【背景】近年、非アルコール性脂肪肝炎(NASH)の罹患者が増加しているが、線維化が進行した重症患者に対する有効な治療薬や、各病態ステージに特異的なバイオマーカーは見つかっておらず、NASH病態を再現する新たな研究ツールの開発が求められている。
【目的】そこで本研究では、NASHモデルマウスの肝臓組織由来のオルガノイドを作製し、NASH病態の進行とオルガノイドの形成能、組織形態、遺伝子発現パターンの相関を検討することで新規実験モデルとしての有用性を明らかにすることを目的とした。

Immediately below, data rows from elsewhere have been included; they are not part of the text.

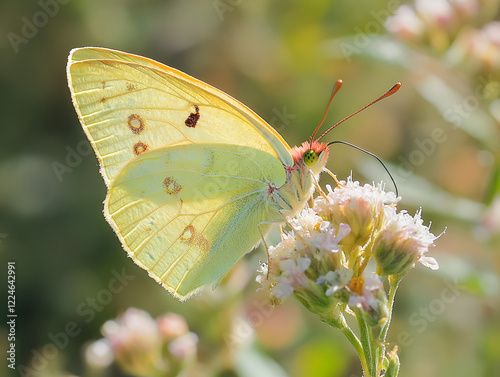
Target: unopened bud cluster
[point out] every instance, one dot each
(143, 346)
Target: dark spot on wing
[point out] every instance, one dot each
(193, 118)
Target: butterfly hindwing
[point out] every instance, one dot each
(188, 213)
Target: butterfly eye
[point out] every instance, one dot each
(310, 157)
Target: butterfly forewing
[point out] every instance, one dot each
(128, 105)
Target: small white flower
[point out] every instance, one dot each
(337, 279)
(369, 299)
(292, 276)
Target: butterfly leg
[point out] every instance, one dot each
(262, 235)
(334, 177)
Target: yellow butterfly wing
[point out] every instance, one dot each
(188, 213)
(128, 104)
(162, 138)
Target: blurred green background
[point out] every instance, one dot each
(439, 136)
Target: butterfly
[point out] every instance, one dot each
(195, 178)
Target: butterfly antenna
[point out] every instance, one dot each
(371, 154)
(336, 88)
(390, 92)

【方法】6週齢のマウスにNASH誘発用飼料を4, 8, 12週間給餌し、進行度の違うNASHモデルマウス群(NASH A, NASH B, NASH C)を作製し、オルガノイド培養を行った。作製した各オルガノイドの形成効率を比較したのちに、炎症性反応、脂肪沈着、線維化を指標に各種解析を行った。さらに作製した各病態ステージのNASHマウス肝臓由来オルガノイドにおいて発現が上昇する新規遺伝子を探索した。

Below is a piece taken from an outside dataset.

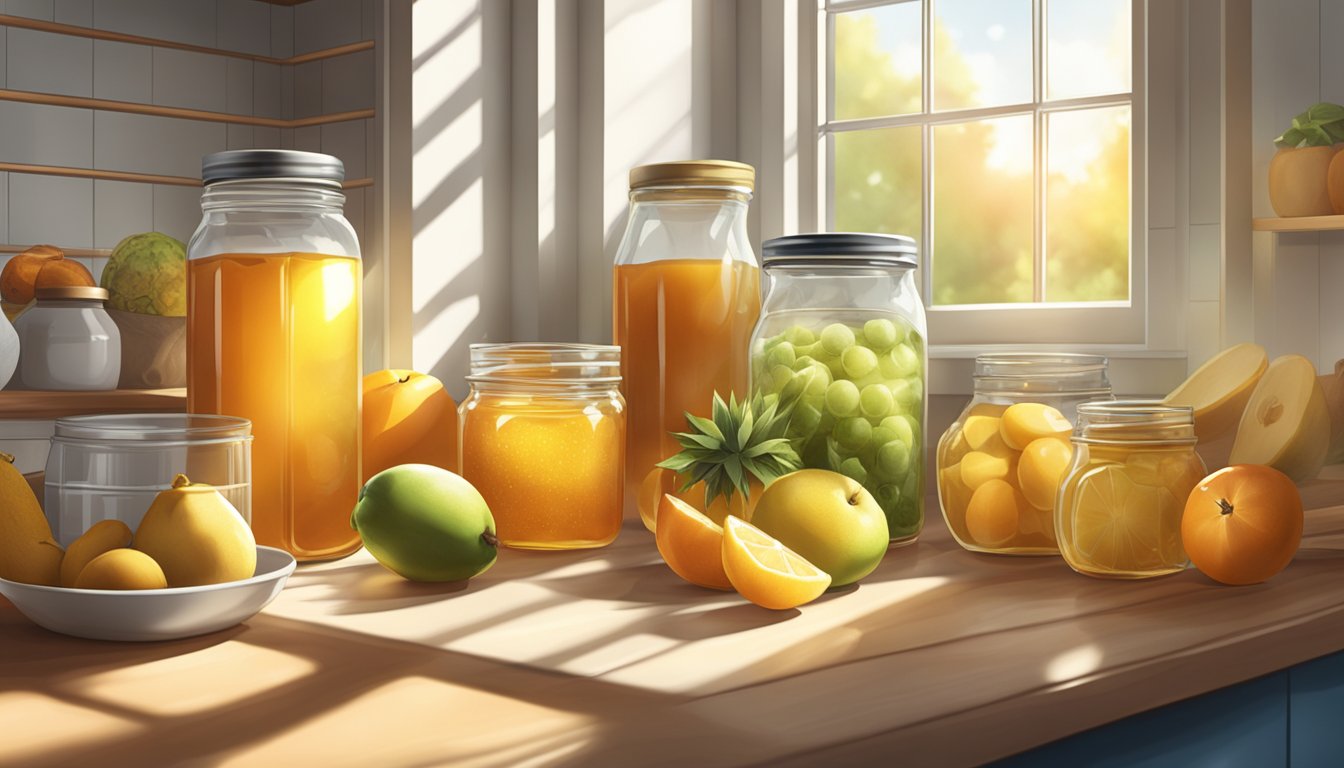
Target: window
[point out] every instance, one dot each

【結果】NASH Cオルガノイドでは上皮・間葉転換(EMT)様の上皮組織構造が観察され、コラーゲンの蓄積や、活性化星細胞マーカーであるα-SMA発現の上昇が認められた。また、オルガノイドの形成効率は、NASH Aのオルガノイドで上昇し、NASH B、NASH Cのオルガノイドで低下することが示唆された。さらに、各病態ステージのオルガノイドにおいて特異的に上昇する遺伝子や、全ステージのオルガノイドで発現が高い遺伝子を同定した。
【総括】NASHモデルマウスの肝臓由来オルガノイドが、NASHの線維化病態を培養ディッシュ上で再現することが明らかになった。また、今回発現が上昇した遺伝子が新規バイオマーカーとなる可能性が示唆された。